The Body - A Guide for Occupants

How much do I want to read more? 8/10

Wow. I love reading all those facts about the human body. It really helps to grasp how amazing it is.
Just read this book and be in awe. You won't ever be the same. You won't ever look at your and your body as before.
It gives perspective. Your little problems are no more. It gives gratitude. The miracle of life suddenly is bigger than everything else.


according to RSC calculations, fifty-nine elements are needed to construct a human being. Six of these—carbon, oxygen, hydrogen, nitrogen, calcium, and phosphorus—account for 99.1 percent.
Plus some molybdenum, vanadium, manganese, tin, and copper.

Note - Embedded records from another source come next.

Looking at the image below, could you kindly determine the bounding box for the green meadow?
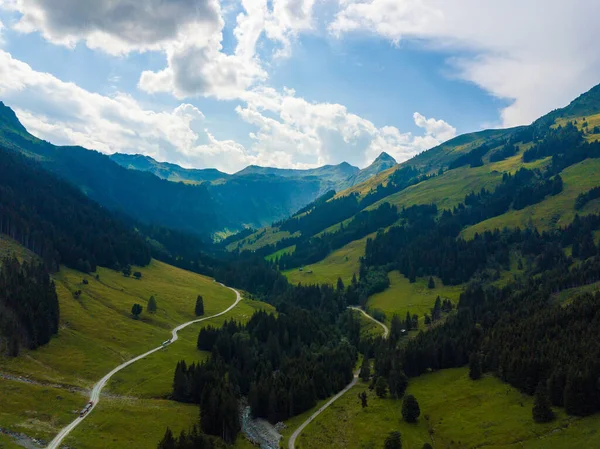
[283,234,374,285]
[0,258,273,449]
[367,271,463,324]
[296,368,600,449]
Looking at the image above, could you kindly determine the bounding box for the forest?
[0,148,150,272]
[172,272,360,443]
[0,257,59,357]
[276,203,399,270]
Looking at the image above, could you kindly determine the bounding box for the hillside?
[110,153,229,183]
[0,254,271,449]
[228,82,600,283]
[0,102,398,236]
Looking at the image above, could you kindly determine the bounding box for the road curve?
[46,282,242,449]
[348,306,390,338]
[288,306,390,449]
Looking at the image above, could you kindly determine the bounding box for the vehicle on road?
[79,401,94,418]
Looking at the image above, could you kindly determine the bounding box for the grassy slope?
[463,159,600,238]
[367,271,463,323]
[108,299,274,398]
[297,368,600,449]
[2,261,235,386]
[227,227,296,251]
[283,234,374,284]
[66,299,273,449]
[0,256,271,449]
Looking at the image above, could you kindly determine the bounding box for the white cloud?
[138,0,314,100]
[329,0,600,126]
[0,50,255,171]
[236,87,456,167]
[0,50,454,172]
[413,112,456,141]
[0,0,222,54]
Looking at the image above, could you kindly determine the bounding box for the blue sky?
[0,0,600,172]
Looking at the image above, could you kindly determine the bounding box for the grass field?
[0,256,272,448]
[0,261,235,387]
[0,234,36,260]
[462,159,600,238]
[368,165,502,211]
[296,368,600,449]
[367,271,463,324]
[107,299,274,398]
[265,245,296,260]
[227,227,299,251]
[283,234,375,285]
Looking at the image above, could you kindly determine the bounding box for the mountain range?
[0,102,395,239]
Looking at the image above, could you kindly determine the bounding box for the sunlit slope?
[230,86,600,272]
[462,159,600,238]
[0,260,235,387]
[283,234,373,285]
[297,368,600,449]
[0,254,273,449]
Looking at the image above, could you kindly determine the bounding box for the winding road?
[288,307,390,449]
[47,283,242,449]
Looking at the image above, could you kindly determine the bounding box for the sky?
[0,0,600,173]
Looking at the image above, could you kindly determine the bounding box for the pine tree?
[158,427,175,449]
[196,295,204,316]
[359,357,371,382]
[358,391,369,408]
[375,376,388,398]
[402,394,421,423]
[390,314,402,345]
[427,277,435,289]
[131,304,144,320]
[146,296,156,313]
[383,431,402,449]
[388,368,408,399]
[469,351,481,380]
[531,382,554,423]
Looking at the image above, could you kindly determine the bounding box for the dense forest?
[0,257,59,357]
[0,148,150,272]
[404,222,600,416]
[163,250,360,442]
[172,306,360,442]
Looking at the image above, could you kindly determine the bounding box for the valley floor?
[0,260,272,449]
[296,368,600,449]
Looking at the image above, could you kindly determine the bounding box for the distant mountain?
[109,153,231,183]
[0,102,394,234]
[348,151,397,187]
[110,153,396,196]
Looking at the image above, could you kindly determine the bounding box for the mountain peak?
[0,101,27,133]
[373,151,397,164]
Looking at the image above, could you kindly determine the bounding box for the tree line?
[172,294,360,443]
[0,257,59,357]
[0,148,150,272]
[403,215,600,416]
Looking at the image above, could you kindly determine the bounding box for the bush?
[402,394,421,423]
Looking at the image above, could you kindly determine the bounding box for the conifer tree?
[146,295,157,313]
[402,394,421,423]
[131,304,144,320]
[359,356,371,382]
[196,295,204,316]
[383,431,402,449]
[531,382,554,423]
[158,427,175,449]
[427,277,435,289]
[375,376,388,398]
[469,351,481,380]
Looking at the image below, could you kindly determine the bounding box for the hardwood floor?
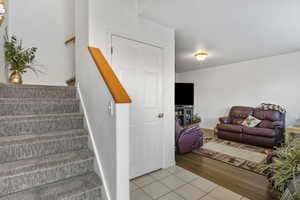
[176,153,276,200]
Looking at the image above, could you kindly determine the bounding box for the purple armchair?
[175,121,203,153]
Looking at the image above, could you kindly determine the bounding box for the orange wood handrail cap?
[88,47,132,104]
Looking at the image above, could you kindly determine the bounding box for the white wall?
[176,52,300,128]
[0,1,9,83]
[76,0,175,200]
[9,0,74,85]
[90,0,175,170]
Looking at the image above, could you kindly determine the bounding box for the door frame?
[107,32,169,173]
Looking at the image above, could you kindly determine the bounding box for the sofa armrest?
[272,121,284,128]
[219,117,232,124]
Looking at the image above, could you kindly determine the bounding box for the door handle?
[157,113,164,118]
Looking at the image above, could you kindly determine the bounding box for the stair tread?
[0,112,83,120]
[0,129,87,147]
[0,83,76,90]
[0,172,102,200]
[0,149,94,180]
[0,98,79,104]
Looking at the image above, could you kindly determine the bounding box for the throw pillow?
[242,115,261,127]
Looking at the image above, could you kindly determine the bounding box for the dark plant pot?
[287,174,300,200]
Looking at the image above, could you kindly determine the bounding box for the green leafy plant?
[4,32,41,74]
[265,138,300,197]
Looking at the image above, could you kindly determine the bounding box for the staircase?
[0,84,102,200]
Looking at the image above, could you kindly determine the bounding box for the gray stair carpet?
[0,84,102,200]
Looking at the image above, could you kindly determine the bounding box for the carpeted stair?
[0,84,102,200]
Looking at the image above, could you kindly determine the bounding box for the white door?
[112,36,163,178]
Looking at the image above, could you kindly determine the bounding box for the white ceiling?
[139,0,300,72]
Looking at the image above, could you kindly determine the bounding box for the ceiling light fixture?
[0,0,6,25]
[195,52,208,61]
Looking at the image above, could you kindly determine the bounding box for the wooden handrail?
[88,47,132,104]
[65,36,76,44]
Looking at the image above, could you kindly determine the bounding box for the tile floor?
[130,166,248,200]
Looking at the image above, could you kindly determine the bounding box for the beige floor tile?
[174,184,206,200]
[158,192,184,200]
[130,181,139,192]
[130,189,152,200]
[150,169,171,180]
[208,186,241,200]
[174,170,199,183]
[132,175,156,187]
[200,195,217,200]
[166,166,183,174]
[190,177,218,192]
[160,175,186,190]
[241,197,250,200]
[142,182,171,199]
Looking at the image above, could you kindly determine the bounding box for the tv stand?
[175,105,194,126]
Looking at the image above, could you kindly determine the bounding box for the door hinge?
[110,47,114,55]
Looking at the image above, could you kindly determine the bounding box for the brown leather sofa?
[217,106,285,147]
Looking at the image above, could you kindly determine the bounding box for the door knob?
[158,113,164,118]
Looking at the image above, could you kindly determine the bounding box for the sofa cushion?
[217,124,243,133]
[253,109,281,121]
[232,119,244,125]
[242,115,261,127]
[229,106,254,119]
[258,120,275,129]
[243,127,278,137]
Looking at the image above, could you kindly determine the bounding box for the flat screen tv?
[175,83,194,106]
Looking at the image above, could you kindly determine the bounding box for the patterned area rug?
[194,137,272,175]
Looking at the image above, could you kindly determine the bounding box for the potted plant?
[4,32,40,84]
[265,138,300,200]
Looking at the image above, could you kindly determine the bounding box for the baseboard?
[76,83,111,200]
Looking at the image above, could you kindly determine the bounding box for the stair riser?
[0,159,93,196]
[0,102,79,116]
[0,136,88,163]
[62,188,101,200]
[0,116,83,137]
[0,87,76,98]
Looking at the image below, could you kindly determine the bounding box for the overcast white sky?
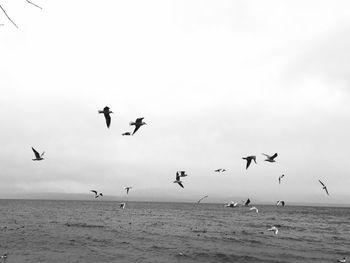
[0,0,350,204]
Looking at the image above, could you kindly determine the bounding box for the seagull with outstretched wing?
[130,118,147,135]
[262,153,278,163]
[278,174,284,184]
[242,155,256,170]
[174,172,184,188]
[90,190,103,198]
[318,180,329,195]
[32,147,45,161]
[124,186,132,194]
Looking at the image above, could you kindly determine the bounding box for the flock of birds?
[26,106,346,263]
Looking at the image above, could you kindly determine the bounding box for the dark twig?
[0,5,18,28]
[26,0,43,9]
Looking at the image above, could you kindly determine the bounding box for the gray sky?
[0,0,350,204]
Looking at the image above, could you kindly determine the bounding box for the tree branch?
[0,5,18,28]
[26,0,43,9]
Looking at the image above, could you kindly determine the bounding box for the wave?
[64,222,105,228]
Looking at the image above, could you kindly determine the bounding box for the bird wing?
[324,186,329,195]
[178,182,185,188]
[136,117,144,123]
[103,112,111,128]
[132,122,141,135]
[32,147,40,158]
[245,158,252,170]
[318,180,325,189]
[271,153,278,159]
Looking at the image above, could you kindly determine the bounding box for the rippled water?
[0,200,350,263]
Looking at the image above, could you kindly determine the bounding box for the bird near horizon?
[197,195,208,204]
[278,174,284,184]
[0,253,7,262]
[124,186,132,194]
[225,201,238,208]
[98,106,113,128]
[174,172,185,188]
[214,168,226,173]
[179,171,188,177]
[268,226,278,235]
[32,147,45,161]
[249,206,259,214]
[318,180,329,195]
[276,200,285,206]
[90,190,103,198]
[262,153,278,163]
[244,198,250,206]
[130,118,147,135]
[242,155,256,170]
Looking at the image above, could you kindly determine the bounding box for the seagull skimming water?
[90,190,103,198]
[130,118,147,135]
[278,174,284,184]
[249,206,259,214]
[268,226,278,235]
[32,147,45,161]
[124,186,132,194]
[276,200,284,206]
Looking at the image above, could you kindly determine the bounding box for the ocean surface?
[0,200,350,263]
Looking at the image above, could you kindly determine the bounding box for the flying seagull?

The biggest component in any human, filling 61 percent, is oxygen.
It may seem a touch counterintuitive that we are almost two-thirds composed of an odorless gas. The reason we are not light and bouncy like a balloon is that the oxygen is mostly bound up with hydrogen (which accounts for another 10 percent of you) to make water.
It is a little ironic that two of the lightest things in nature, oxygen and hydrogen, when combined form one of the heaviest.
Oxygen and hydrogen are also two of the cheaper elements within you.

according to the RSC, the full cost of building a new human being: $151,578.46
Nova did an exactly equivalent analysis and came up with a figure of $168.

you blink fourteen thousand times a day—so much that your eyes are shut for twenty-three minutes of every waking day.
every second of every day your body undertakes a literally unquantifiable number of tasks—a quadrillion, a nonillion, a quindecillion, a vigintillion at all events some number vastly beyond imagining—without requiring an instant of your attention.
In the second or so since you started this sentence, your body has made a million red blood cells. They are already speeding around you, coursing through your veins, keeping you alive. Each of those red blood cells will rattle around you about 150,000 times, repeatedly delivering oxygen to your cells, and then, battered and useless, will present itself to other cells to be quietly killed off for the greater good of you.

Altogether it takes 7 billion billion billion (that’s 7,000,000,000,000,000,000,000,000,000, or 7 octillion) atoms to make you. They are mindless particles, after all, without a single thought or notion between them. Yet somehow for the length of your existence, they will build and maintain all the countless systems and structures necessary.

Your lungs, smoothed out, would cover a tennis court.
The length of all your blood vessels would take you two and a half times around Earth.
The most remarkable part of all is your DNA. You have a meter of it packed into every cell, and so many cells that if you formed all the DNA in your body into a single strand, it would stretch ten billion miles, to beyond Pluto. Think of it: there is enough of you to leave the solar system.

The cell is full of busy things—ribosomes and proteins, DNA, RNA, mitochondria, and much other cellular arcana. The cell itself is just a compartment—a kind of little room: a cell—to contain them, and of itself is as nonliving as any other room. Yet somehow when all of these things are brought together, you have life.

What is perhaps most remarkable is that nothing is in charge. Each component of the cell responds to signals from other components, all of them bumping and jostling like so many bumper cars, yet somehow all this random motion results in smooth, coordinated action, not just across the cell but across the whole body as cells communicate with other cells in different parts of your personal cosmos.